The new face of retail: Behind Cheil Worldwide's focus on this 'highly fashionable' channel

By Andrew Moss

Green Square


Opinion article

February 26, 2016 | 7 min read

Cheil Worldwide, the South Korean marketing services group which is part of the mighty Samsung empire, posted some interesting news last week – that it was consolidating its entire global retail resource under a single banner.

Called Cheil Retail, the new unit will be led by Simon Hathaway as the global chief retail office. Hathaway will head a team of 1,500 people across 52 offices and 43 markets – so it’s a big, and international, network.

What will Cheil Retail do? Well, it’ll be a lot more than simple shopper marketing. According to the press blurb issued by the company, “[Cheil Retail] will work across both traditional retail and ecommerce, offering onmi-channel solutions for clients.”

The interesting part is the “omni-channel” bit. Although many commentators make a distinction between ‘retailing’ and ‘ecommerce,’ the two things are actually the same; the distinction comes about, I think, because of the disruption wrought by online giants like Amazon on ‘traditional bricks and mortar’ retailers.

But it should be remembered that Amazon is just another retailer, and its success has come because it focused on the four things that make all successful retailers successful: Range, Amazon carries a far larger range than most high street retailers could ever hope to carry; Value, Amazon is almost universally perceived as offering good value, even if it’s not always the cheapest; Customer Experience, the Amazon website could hardly be called cutting-edge, nor will it win any design awards, but it is pleasant, intuitive, easy and quick to use; and Service, Amazon is single-mindedly focused on customer service.

It should be remembered that far from killing off retail, ecommerce has only increased its importance. All that’s happened is that retailing has changed, with an emphasis on the experience as well as more traditional KPIs like price and availability. Apple recognised this a decade and a half ago when it opened its first stores – the store was another way to interact with the brand; whether or not somebody bought something while they were in there wasn’t really the point, it was just another way of experiencing the Apple brand.

So, for example, Jobs and co. realised that research was starting to play an increasingly important part of the shopper’s experience, so it made sense to let the shopper come into a store and do the research. It didn’t matter – for the moment – that the customer’s researches didn’t result in a sale. The important thing was to let the customer, rather than systems or processes, or physical constraints like time and location, dictate the pace and outcome of his or her journey.

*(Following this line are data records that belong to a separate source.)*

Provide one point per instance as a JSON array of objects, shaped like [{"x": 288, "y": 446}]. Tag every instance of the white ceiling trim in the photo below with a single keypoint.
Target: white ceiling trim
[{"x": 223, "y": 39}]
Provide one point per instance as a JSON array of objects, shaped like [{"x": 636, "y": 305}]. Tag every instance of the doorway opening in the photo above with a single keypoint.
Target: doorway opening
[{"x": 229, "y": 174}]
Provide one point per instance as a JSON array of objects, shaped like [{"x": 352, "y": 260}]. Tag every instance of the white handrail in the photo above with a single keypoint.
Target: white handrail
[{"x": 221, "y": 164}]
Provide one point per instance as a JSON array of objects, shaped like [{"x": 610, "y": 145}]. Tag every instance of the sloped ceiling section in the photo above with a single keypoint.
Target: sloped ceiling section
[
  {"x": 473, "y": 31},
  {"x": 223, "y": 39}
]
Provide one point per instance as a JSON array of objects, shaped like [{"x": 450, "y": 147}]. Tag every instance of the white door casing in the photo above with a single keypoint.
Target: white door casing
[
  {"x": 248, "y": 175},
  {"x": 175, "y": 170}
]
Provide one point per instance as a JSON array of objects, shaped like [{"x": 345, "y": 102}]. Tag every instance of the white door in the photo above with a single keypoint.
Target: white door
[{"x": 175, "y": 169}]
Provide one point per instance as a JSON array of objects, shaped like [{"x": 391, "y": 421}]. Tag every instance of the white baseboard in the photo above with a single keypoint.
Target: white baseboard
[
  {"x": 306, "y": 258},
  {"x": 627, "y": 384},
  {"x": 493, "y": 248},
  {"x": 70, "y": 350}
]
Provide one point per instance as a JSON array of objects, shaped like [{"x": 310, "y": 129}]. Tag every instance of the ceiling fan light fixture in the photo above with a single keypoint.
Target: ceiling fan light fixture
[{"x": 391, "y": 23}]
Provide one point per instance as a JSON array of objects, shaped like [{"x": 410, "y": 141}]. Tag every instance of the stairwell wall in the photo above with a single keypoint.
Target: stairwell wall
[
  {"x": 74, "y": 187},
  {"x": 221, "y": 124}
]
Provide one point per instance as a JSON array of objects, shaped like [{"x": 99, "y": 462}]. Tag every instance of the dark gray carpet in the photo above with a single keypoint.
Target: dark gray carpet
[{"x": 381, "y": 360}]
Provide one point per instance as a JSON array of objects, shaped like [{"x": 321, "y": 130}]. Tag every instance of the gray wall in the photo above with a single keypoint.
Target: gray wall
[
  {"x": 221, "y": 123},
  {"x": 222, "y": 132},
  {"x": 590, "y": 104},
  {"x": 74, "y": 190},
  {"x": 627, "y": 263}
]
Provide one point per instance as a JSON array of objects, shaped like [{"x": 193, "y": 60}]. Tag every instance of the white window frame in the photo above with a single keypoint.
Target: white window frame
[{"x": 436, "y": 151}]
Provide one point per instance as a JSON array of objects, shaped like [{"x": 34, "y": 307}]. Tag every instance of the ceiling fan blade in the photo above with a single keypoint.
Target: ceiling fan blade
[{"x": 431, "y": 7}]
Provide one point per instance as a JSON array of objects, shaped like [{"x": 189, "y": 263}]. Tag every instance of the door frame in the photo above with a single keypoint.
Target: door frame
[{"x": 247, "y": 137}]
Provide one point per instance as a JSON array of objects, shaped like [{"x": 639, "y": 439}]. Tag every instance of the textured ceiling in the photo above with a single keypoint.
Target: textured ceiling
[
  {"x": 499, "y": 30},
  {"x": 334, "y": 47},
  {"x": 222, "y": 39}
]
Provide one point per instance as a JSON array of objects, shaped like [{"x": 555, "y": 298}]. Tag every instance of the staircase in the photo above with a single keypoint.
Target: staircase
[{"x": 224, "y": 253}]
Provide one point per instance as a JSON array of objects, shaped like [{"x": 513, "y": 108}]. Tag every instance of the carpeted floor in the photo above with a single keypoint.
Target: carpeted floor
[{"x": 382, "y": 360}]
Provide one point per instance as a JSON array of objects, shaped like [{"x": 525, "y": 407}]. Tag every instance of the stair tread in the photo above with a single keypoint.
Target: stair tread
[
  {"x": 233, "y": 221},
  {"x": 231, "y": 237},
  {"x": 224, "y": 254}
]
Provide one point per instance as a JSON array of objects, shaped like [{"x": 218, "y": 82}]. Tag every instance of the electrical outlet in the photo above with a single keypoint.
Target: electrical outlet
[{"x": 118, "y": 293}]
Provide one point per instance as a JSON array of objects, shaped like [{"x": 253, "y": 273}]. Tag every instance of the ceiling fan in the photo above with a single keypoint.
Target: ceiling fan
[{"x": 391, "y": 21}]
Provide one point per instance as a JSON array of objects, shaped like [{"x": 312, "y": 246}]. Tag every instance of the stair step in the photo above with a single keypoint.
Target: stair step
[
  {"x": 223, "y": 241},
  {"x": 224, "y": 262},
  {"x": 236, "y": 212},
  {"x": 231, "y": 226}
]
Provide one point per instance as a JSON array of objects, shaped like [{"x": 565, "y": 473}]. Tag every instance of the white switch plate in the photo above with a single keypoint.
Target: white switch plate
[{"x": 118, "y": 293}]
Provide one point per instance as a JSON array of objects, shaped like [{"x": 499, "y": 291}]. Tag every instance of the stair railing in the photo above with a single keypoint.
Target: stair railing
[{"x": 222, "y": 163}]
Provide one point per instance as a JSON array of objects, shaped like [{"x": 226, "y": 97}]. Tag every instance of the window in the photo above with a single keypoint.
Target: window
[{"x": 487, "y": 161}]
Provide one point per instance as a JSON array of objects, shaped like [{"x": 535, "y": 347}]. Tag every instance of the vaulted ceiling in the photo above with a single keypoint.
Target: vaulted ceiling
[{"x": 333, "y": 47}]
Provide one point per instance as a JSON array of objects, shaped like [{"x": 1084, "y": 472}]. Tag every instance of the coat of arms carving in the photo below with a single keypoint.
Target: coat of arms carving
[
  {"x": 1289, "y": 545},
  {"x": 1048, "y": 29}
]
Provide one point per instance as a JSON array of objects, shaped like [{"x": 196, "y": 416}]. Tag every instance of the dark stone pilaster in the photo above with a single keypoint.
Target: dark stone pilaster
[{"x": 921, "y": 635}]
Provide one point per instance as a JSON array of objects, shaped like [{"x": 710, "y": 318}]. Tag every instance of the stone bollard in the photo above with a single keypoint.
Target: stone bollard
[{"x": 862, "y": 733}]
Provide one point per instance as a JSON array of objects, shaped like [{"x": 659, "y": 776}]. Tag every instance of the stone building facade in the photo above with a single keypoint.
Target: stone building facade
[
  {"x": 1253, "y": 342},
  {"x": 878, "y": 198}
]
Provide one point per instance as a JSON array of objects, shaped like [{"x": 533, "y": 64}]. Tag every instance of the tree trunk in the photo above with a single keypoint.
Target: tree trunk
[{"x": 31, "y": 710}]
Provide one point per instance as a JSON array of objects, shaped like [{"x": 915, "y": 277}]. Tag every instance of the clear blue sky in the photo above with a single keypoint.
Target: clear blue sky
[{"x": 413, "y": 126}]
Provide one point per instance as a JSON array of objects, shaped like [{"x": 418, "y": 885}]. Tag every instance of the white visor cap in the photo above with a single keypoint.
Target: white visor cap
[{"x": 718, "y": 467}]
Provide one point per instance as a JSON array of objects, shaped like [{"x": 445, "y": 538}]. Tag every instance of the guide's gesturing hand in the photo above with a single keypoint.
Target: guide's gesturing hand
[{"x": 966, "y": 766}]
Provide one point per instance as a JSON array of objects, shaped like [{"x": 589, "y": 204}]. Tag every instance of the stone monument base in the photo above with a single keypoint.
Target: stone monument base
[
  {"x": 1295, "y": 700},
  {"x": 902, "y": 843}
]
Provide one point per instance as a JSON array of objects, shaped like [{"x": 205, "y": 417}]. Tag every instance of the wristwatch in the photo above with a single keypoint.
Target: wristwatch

In fact, it’s becoming increasingly clear that a ‘bricks and mortar’ store is no longer just a place to buy stuff, it’s become more like a fulfilment centre, a part of a customer journey or experience. Look at the strides Argos has made over the past few years. It’s a retail model whose time has come; it suits today’s consumer mindset. No wonder Sainsbury’s, as well as a host of other businesses, are courting its shareholders.

This recognition of the new face, and importance of retail is at the heart of what Cheil is trying to do, I think. Some of the company’s previous work has shown that shown that it understands that the customer creates the journey, and this it is up to a retailer’s marketing to be both with them on that journey; and to be pushing them on to the next stage.

Cheil has also seen the importance that clients are placing on retail and their desire to work with specialists in that field. From what I can glean from the publicity handout, Cheil Retail’s offering will include digital solutions, retail operations, data and analytics, store design and build, shopper-marketing and brand activation. That’s covering pretty much every base, or to use the jargon, “every touchpoint on the consumer journey.”

Cheil already has a good reputation in the sector, through work like its famous multi-award-winning ‘virtual’ Tesco Homeplus store in a Seoul subway, a great example of being able to capture attention and use a consumer’s time effectively; mobile work for South Korea’s biggest retailer, Emart, and the roll out of Samsung’s presence in retail, there’s a Samsung Experience store in many of the UK’s biggest cities. The stores are obviously modelled on Apple’s, and while they’re not quite there yet, the company is thinking along the right lines, offering repairs, tutorials and advice as well as products.

Cheil Retail will work alongside many of the specialist components of the network, including recent acquisitions like The Barbican Group, iris Worldwide and Cheil-PengTai. All-in-all it makes for a pretty compelling specialist retail offer for those clients wanting to develop an ‘omni-channel’ approach.

As, Hathaway, boss of the new practice said last week: “Today people expect retail to be everywhere – instant and personal and we have brought together the skills, experience and creativity to deliver against the huge opportunities and challenges that brings for retailers and brands. I am looking forward to partnering with retailers and brands who are turning away from legacy networks and demanding specialists that can deliver solutions for the fast changing world of shopping.”

It’ll be interesting to see how this develops, and what Cheil’s bigger rivals do. I’ll be willing to bet that many of them will be putting their money in higher-margin specialisms (as opposed to increasingly commodified broad or full-service offerings). Already, earlier this week, Dentsu Aegis launched a specialist network called Interprise, which is aimed at the increasingly important B2B market.

Finally though, it’s worth considering for a moment why Cheil did this, and not someone else. Cheil, like its parent Samsung, grew out of a uniquely Asian, or more properly South Korean, way of doing business – creating lots of specialist units operating loosely under a collective animus, fostering an entrepreneurial culture – this is the way, for example, EMAP, the most successful consumer marketing publisher of the 80s and 90s, used to work before its downfall; how much of Silicon Valley works; and how many of the tech-driven giants of Asia work.

Cheil already has specialist design, social and tech offerings, so it makes sense to create a global one for that once so unsexy, but all of a sudden, highly fashionable, of channels, retail.

Andrew Moss is a partner at Green Square, corporate finance advisors to the media and marketing sector.